Not all of the best stories start from the beginning. At least that's what I've been telling myself. It's been six and a half weeks since I broke my leg and yet every time I come here to try to hash it out I come up short of a full story. I haven't been able to process this thing emotionally. Or maybe it's that I'm still processing it. Grief has seven stages after all...
DENIAL: IT WON'T BE THAT BAD
So... Yeah. The actual breaking of the leg part really was fairly awful. And the fallout afterwards was/is also pretty bad. I used to have this vague idea that breaking your leg doesn't hurt that badly. You always hear people say that the adrenaline kicks in and they didn't really feel it or whatever. I've actually seen at least three different people break their own legs and they didn't look like they were in a ton of pain. And you get pain meds right? Clearly the pain meds are great and make the pain go away and also make you feel euphoric about life. Right?
Not quite.
PAIN: THIS REALLY FUCKING HURTS
I'm still not really able to go back and think hard about how the fall/hit/break happened because it's too traumatic. I remember screaming and not being able to stop. I'm hoping to be able to return to the track without having to break that down mentally but maybe that too is denial. As far as the pain meds go I can admit that the first shot of morphine was great. Instant relief and relaxation. But the second did almost nothing and I was in too much pain that first night to sleep at all in spite of the pharmacy being pumped into my arm. The pain ranged from mild to severe for two weeks. My first attempted blog post was trying to happen about then and all I could manage was a long litany of how much pain I was in, the types of pain, the trying to get past the pain. I had enough sense not to post that one because it was too depressing. You're welcome.
FRUSTRATION: I WANT MY LIFE BACK
About two weeks ago I found myself in bed and trying to work from home but actually weeping for the first time. I was finally off the pain meds and realizing just how much I missed people. How tired I was of existing in bed for 20 hours a day. How annoying it was that every tiny thing around the house took three times more energy than it should have and that a simple trip to the grocery or a restaurant expended nearly everything I had. I wanted to sleep in my own bed again, see all my teammates again and have the hours of my day filled with more than TV and crochet.
...and do you know what? I'm still pretty much there (but increasingly able to get around, thankfully). I guess the next stage is supposed to be guilt. I suppose it's possible that there's been some guilt. I sometimes wonder whether things might have been different if I had been a better jammer that day. Or a worse one - so that I wouldn't have been put in. But I know that the truth is it doesn't really matter and so I've been trying to steer clear of that one.
The other truth is that there's a lot that's happened that doesn't fit into this nice rubric of grief. Like...

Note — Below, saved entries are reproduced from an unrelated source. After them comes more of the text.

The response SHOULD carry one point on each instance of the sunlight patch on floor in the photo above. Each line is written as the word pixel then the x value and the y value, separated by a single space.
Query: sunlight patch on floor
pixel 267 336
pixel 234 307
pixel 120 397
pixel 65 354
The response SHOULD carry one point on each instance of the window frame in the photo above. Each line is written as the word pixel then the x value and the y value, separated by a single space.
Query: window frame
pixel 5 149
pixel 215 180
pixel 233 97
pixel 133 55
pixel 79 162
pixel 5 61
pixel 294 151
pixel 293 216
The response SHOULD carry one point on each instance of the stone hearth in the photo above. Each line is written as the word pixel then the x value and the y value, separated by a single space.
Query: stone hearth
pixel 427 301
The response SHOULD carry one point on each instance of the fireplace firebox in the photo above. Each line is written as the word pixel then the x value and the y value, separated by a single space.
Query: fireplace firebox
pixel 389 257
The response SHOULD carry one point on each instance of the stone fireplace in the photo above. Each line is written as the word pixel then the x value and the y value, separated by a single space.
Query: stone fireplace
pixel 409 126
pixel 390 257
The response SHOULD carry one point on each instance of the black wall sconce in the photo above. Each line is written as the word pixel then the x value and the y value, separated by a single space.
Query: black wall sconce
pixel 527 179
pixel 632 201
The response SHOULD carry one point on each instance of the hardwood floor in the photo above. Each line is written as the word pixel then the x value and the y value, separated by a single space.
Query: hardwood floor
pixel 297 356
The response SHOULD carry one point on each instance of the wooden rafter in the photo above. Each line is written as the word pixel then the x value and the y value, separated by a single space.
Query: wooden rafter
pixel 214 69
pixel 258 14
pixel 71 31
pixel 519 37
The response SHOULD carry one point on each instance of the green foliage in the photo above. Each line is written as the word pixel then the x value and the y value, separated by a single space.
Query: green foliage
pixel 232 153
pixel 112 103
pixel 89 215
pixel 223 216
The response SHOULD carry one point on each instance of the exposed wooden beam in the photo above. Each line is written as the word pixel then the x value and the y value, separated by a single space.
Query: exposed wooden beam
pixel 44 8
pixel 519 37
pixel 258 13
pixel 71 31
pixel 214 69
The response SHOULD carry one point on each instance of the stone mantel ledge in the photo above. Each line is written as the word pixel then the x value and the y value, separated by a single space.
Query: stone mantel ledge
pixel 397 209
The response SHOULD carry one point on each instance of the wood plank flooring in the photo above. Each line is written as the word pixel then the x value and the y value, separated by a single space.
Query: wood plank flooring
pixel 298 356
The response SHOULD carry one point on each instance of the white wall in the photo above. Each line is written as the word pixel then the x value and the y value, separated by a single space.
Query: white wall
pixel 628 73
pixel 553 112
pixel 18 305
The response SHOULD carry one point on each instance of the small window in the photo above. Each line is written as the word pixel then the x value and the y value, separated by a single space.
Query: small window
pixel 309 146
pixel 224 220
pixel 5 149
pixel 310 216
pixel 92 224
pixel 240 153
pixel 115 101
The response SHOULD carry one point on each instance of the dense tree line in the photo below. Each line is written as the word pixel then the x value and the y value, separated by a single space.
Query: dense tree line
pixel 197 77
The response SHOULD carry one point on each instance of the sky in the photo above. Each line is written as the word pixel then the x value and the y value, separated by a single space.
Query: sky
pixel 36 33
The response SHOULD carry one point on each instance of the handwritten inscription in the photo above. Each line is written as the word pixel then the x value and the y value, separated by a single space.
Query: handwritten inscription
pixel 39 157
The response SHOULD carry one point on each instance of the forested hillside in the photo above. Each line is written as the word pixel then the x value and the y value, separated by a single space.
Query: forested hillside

GRATITUDE: THANK GOD FOR MY FAMILY
When I was lying on the floor, panicked and waiting for the ambulance one of my teammates asked if she could get me anyone. I asked for Razor who came over, held my hand and asked whether I had a high pain tolerance. When I said yes she relayed the information to the firemen "hey, she has a high pain tolerance so if she says it's hurting, it really hurts." I don't know why - but it was the right thing.
When I got to the hospital the firemen tried to move me from the gurney to a wheelchair which caused agonizing spasms. As I lay there in tears my teammate Bruisey told them 'no.' They couldn't move me. It obviously hurt too much. She said it when I couldn't.
It was my last day in the hospital when my mom came in from Montana. I've never been so glad to see her face. She was immediately able to organize the things I hadn't thought of. Going to the store to grab essentials, getting my apartment ready for a less able lifestyle, making sure my insurance paperwork was in order.
On my arrival home a small army of elves from the league whisked away my sofa and replaced it with a hospital bed. Prepared meals began to fill my freezer. I may have been high on drugs and in no small amount of pain but the days were full of friendly faces, encouraging emails, love, life and laughter. It meant everything to me and still does.
So that's where things stand as of today. I know I still have a long road ahead of me and hope to do some more writing here now that I have the time. One thing is for sure, things are looking up from here (or maybe that's the denial talking).